My villians are mid life, and I have two (how is that for rejecting a formula)...somewhere bewtween 30 and 40...but age is relative. And relatives are trouble in the Deep South.

Character comes WAY before age...there is no formula...
(Ahhh.campagne on New Years Eve...VERY liberating.) My sweet old man is telling me that I am the hottest old woman in the universe and life is VERY good.
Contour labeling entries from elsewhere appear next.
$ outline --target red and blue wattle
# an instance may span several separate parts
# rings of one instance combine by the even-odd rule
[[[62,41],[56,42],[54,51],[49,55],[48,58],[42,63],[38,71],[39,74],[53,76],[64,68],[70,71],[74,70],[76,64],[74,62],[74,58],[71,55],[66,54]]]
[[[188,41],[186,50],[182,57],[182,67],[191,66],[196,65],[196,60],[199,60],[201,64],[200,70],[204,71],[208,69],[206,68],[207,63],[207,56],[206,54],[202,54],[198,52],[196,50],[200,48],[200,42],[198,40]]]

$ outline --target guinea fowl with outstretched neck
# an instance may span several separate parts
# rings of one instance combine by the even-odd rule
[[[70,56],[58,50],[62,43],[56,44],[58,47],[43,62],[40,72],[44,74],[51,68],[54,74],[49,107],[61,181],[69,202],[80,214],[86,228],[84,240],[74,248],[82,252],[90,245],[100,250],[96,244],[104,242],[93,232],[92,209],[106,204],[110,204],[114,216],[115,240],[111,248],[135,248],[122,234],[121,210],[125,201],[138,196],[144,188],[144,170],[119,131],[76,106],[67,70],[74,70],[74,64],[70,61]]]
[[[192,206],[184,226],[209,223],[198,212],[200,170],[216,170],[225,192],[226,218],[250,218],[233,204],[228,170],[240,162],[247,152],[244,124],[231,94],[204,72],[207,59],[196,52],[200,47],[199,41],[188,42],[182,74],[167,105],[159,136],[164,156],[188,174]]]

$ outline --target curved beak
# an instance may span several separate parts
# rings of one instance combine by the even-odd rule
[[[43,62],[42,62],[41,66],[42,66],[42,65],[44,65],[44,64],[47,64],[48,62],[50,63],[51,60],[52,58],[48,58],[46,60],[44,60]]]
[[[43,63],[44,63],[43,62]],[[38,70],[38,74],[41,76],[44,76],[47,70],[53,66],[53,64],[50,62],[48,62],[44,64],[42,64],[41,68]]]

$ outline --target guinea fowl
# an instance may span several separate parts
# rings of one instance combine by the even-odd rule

Fifty is no longer adult. We are working our way to the other side.

:-) Mari
Mari
Comment by Jackie Houchin on August 25, 2007 at 6:23pm
Oops, I forgot my women's novel. Three protagonists with voices of three sisters, ten years apart (each telling her own story). Lawyer, herbalist, photographer. I consider myself like the youngest, although I'm actually older than the oldest.
Comment by Jackie Houchin on August 25, 2007 at 6:19pm
Well, my protagonists are kids, because I write in the Juvenile age group (8-12) Molly Duncan, my junior detective is 13, Kim Ling, my junior newspaper column writer is 10, and Annie Black, my photographer-sleuth is 11. All girls, but having some guy sidekicks too.
Comment by Dana King on August 21, 2007 at 1:54pm
My as yet unpublished detective just turned 40. I wanted him to have been around long enough to have had several different types of experience, yet still be young enough to reasonably get himself out of the trouble I get him into.
Comment by gracebrophy on August 10, 2007 at 9:43am
My detective was 40 in the first book, published in May 2007, and will be 42 in the next, for publication in May 2008. I expect he'll age as the rest of us do, one year at a time. When I was in my twenties, I couldn't wait until I turned thirty, perhaps because I loved the black and white comedies of the forties, where the women always seemed to be in their thirties. I decided that my detective had to be at least forty to be taken seriously.
Comment by Charles D. Allen on July 30, 2007 at 4:25am
My protagonist happens to be about my age (30's), mostly because I can relate and know the character better. I do have a variety of characters he looks up to that are in their 50's and 60's that are like sidekicks, I guess. I'd have to admit here that I'm a little too naive to know what it's like to be older than 30, so I feel more comfortable there right now. However, those ages do attract me because of the mystery of their age as well as their wisdom that they can offer.
Comment by Evelyn David on March 30, 2007 at 8:23am
Hi - Great post. Our protagonist, Mac Sullivan, is nearing 50, and Rachel Brenner, the female lead, is in her early 40s. We wanted them both to have been around the block a few times, have weathered their fair share of life experiences, and come out the smarter for them. While we weren't painting banners to announce that older is sexy, we hope that it's conveyed in the warmth, humor, and intelligence of Mac Sullivan and Rachel Brenner. As a counterbalance to these two, we also wrote a group of college-age kids who bring their own sensibilities to the mix. Please visit our web site at www.evelyndavid.com for a sneak peek of "Murder Off the Books."
Comment by Elizabeth Zelvin on March 30, 2007 at 5:19am
Jochem, I wonder if you've come across two wonderful novels from the mid-90s by Milton R. Bass, The Half-Hearted Detective and The Broken-Hearted Detective. The protagonist is a cop who has to quit after a heart attack and becomes a PI.. He's Italian from a big family, and the threats to his life include not only the enemies of the mob boss who hires him but his mother's wonderful cooking.
Comment by Jochem van der Steen on March 30, 2007 at 1:44am
I used to enjoy younger characters, in their twenties (and more my age then). One of the reasons I created Noah Milano is the fact that I felt the PI genre needed a younger, more MTV version of a PI who liked rock and knew the internet because most PIs I knew were 40+ and liked jazz and carried no cell phone.
Recently I seem to be drawn to characters in their late fifties or older (like John Harvey's Frank Elder) and my new dutch novel will feature a lead character that is 55 and has a heart condition.